How do you get an emo kid out of a tree? Cut the rope.
Memes
How can you tell that a blonde likes you? She only gives three fucking nights in a row.
Why did the emo step in front of a car? To get to the other side.
What do you call a Punjabi that’s drowning? Mandeep.
Why can I be black? Because I look like I have puberty, and I sound like I had puberty.
What is a kidnapper's favorite shoe?
White vans.
Life is like a box of chocolates. It gets finished pretty quickly if you're a fat guy.
How do you get a blonde to drown? You tell them the bottom of the pool smells weird.

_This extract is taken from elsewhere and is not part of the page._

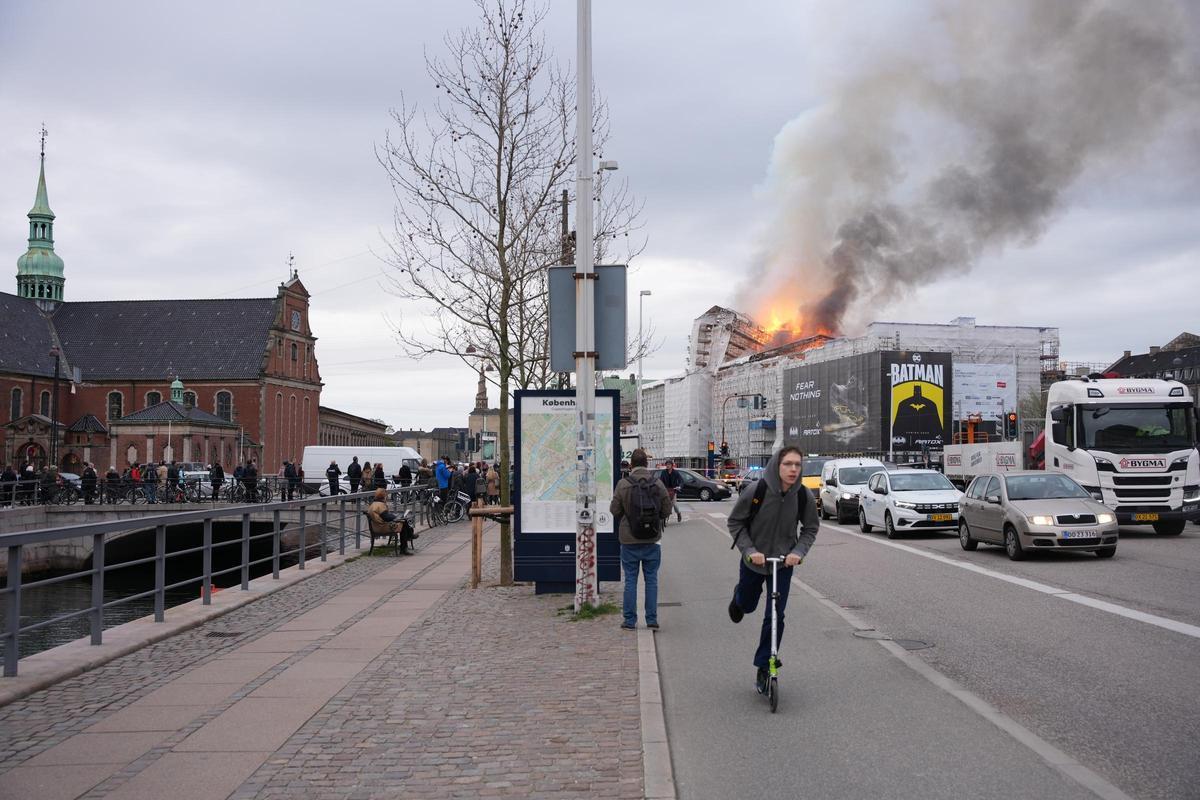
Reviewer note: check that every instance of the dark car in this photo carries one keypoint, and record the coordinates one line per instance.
(697, 487)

Yo mama is so ugly, she gave Michael Myers nightmares.
Bill was on a hill. What a hillbilly!
When are you from Alabama? You know!!! 🐩
An Irishman walks out of a bar.
Why did the blonde snort artificial sweetener?
She thought it was diet coke.
What is a Jamaican's idea of a balanced diet?
A joint in each hand.
What's a lesbian's favorite candy?
Licorice.
Teach a Scouser to fish and he can eat for a day.
Give him the rod and he will stick it in your letterbox and nick your car keys!